Freemarker (Java): SSTI to JVM Code Execution

Apache Freemarker is used in Java enterprise applications. Its template language exposes the Java API:

Confirming injection:

${7*7}         → 49

Executing system commands:

<#assign ex="freemarker.template.utility.Execute"?new()>${ex("id")}

freemarker.template.utility.Execute is a class that ships with Freemarker itself and calls Runtime.exec(). An attacker who can inject into a Freemarker template can execute arbitrary shell commands immediately.

Freemarker also supports new() for instantiating arbitrary Java classes, and ?api to access underlying Java objects from template wrappers.

Detection: Identifying SSTI Vulnerabilities

Manual testing

Inject template expressions and look for evaluation in the response. A useful probe is {{7*'7'}} — Jinja2 returns 7777777, Twig returns 49, and a non-template-injecting context returns the literal string. This helps identify both the vulnerability and the engine.

Detection payloads by engine:

EngineProbeExpected output
Jinja2{{7*'7'}}7777777
Twig{{7*'7'}}49
Freemarker${7*7}49
Velocity#set($x=7*7)${x}49
Smarty{7*7}49

Automated tools

Tplmap is an open-source tool that automates SSTI detection and exploitation across multiple template engines. Burp Suite's active scan also detects SSTI in HTTP parameters.

Code review

Search for direct string formatting into template rendering calls:

# Dangerous patterns in Python
render_template_string(f"Hello {user_input}")
render_template_string("Hello " + user_input)
jinja2.Environment().from_string(user_input).render()
// Dangerous in Freemarker
Template t = new Template("name", new StringReader(userInput), cfg);

Prevention

Separate template logic from user data

The correct approach is to pass user data as template variables, never as part of the template string itself:

# Safe
from flask import Flask, request, render_template_string

@app.route('/greet')
def greet():
    name = request.args.get('name', 'World')
    # User data is a variable, not part of the template syntax
    return render_template_string("Hello, {{ name }}!", name=name)

The template "Hello, {{ name }}!" is a fixed string. The user-controlled name value is passed as a context variable.
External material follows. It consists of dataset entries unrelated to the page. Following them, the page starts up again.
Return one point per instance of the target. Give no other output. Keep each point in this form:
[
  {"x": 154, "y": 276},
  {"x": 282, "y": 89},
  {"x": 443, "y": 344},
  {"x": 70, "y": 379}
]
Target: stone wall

The template engine renders {{ name }} using the value of the variable, not by evaluating the variable's content as a template expression.

// Safe Freemarker usage
Template template = cfg.getTemplate("greet.ftl");  // template from file, not user input
Map<String, Object> model = new HashMap<>();
model.put("name", userName);  // user data as variable
template.process(model, writer);

Use sandboxed environments

Where user-generated templates must be supported (e.g., a marketing email builder, a report template system), use the template engine's sandbox:

from jinja2.sandbox import SandboxedEnvironment

env = SandboxedEnvironment()
template = env.from_string(user_template_string)
result = template.render(data=allowed_data)

The SandboxedEnvironment restricts access to Python internals and prevents attribute traversal to dangerous objects. Combine it with an explicit allowlist of what variables and filters the user's template can access.
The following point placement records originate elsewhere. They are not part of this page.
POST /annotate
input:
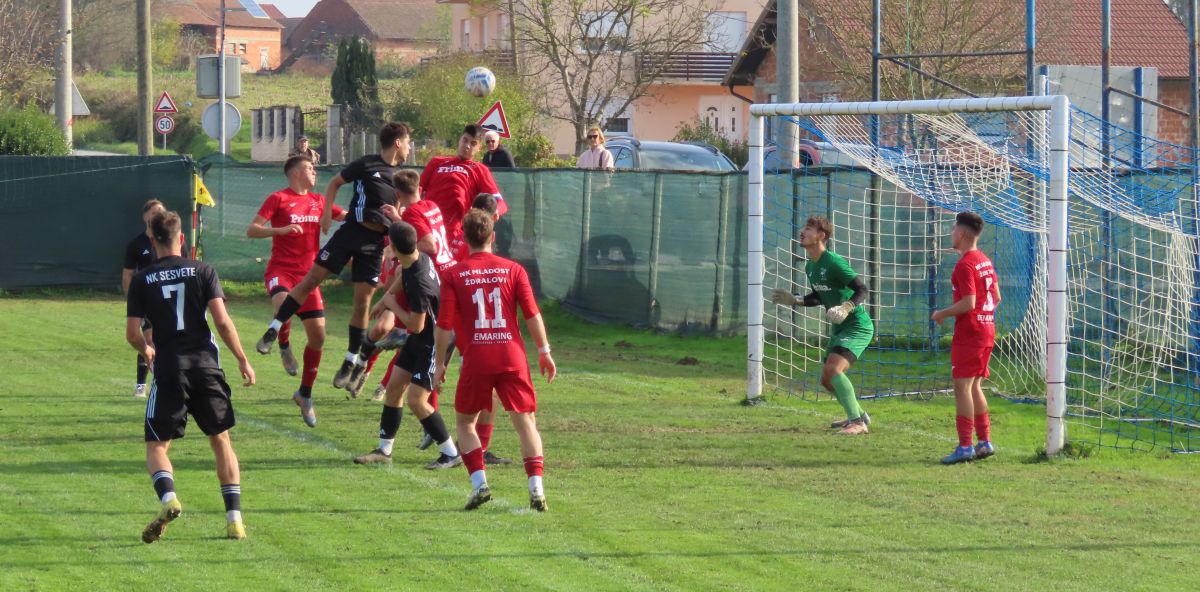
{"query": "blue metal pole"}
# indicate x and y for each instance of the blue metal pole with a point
(1030, 43)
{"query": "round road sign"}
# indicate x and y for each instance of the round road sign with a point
(165, 124)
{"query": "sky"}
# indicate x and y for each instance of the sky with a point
(292, 7)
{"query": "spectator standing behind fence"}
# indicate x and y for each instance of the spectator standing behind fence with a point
(597, 156)
(301, 149)
(497, 156)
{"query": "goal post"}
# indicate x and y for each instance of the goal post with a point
(955, 162)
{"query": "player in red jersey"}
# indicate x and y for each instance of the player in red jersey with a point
(479, 309)
(976, 297)
(294, 217)
(453, 181)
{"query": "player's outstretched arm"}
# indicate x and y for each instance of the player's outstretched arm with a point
(442, 340)
(229, 335)
(258, 229)
(545, 362)
(327, 215)
(137, 340)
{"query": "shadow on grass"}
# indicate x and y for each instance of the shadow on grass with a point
(821, 551)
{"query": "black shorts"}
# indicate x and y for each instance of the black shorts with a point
(357, 241)
(201, 392)
(417, 358)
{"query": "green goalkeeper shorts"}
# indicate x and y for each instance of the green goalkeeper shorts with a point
(851, 338)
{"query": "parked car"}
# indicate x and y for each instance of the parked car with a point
(631, 154)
For Twig, enable the sandbox with an explicit policy:

$policy  = new \Twig\Sandbox\SecurityPolicy($allowedTags, $allowedFilters, $allowedProperties, $allowedMethods, $allowedFunctions);
$sandbox = new \Twig\Extension\SandboxExtension($policy, true);
$twig->addExtension($sandbox);

Output encoding for reflection scenarios

If you must reflect user input back in a template, treat it as data and use auto-escaping. Never disable auto-escaping (|safe in Jinja2, raw in Twig) on user-controlled content.
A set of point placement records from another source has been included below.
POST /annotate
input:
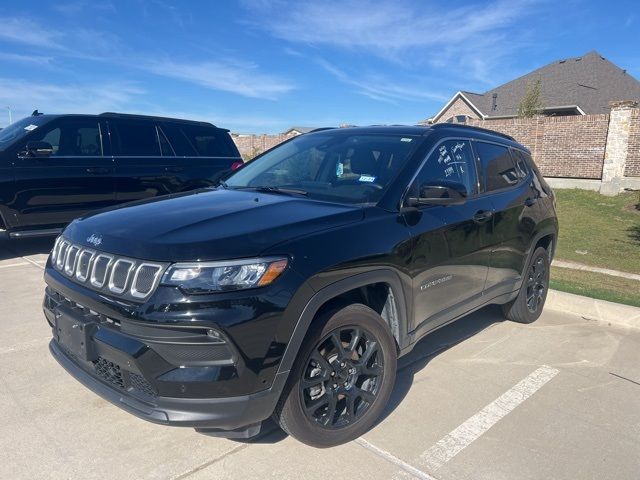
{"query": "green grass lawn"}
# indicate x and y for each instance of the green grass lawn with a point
(596, 285)
(598, 230)
(603, 232)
Disable dangerous built-ins in Freemarker

Freemarker provides a configuration setting to disable new() and restrict API access:

cfg.setNewBuiltinClassResolver(TemplateClassResolver.SAFER_RESOLVER);

SAFER_RESOLVER blocks freemarker.template.utility.Execute and similar dangerous classes while still allowing Freemarker's built-in object types.

SSTI is one of the few vulnerability classes where exploitation can reach full RCE with a single HTTP request. Keeping user data out of template strings is the only reliable prevention.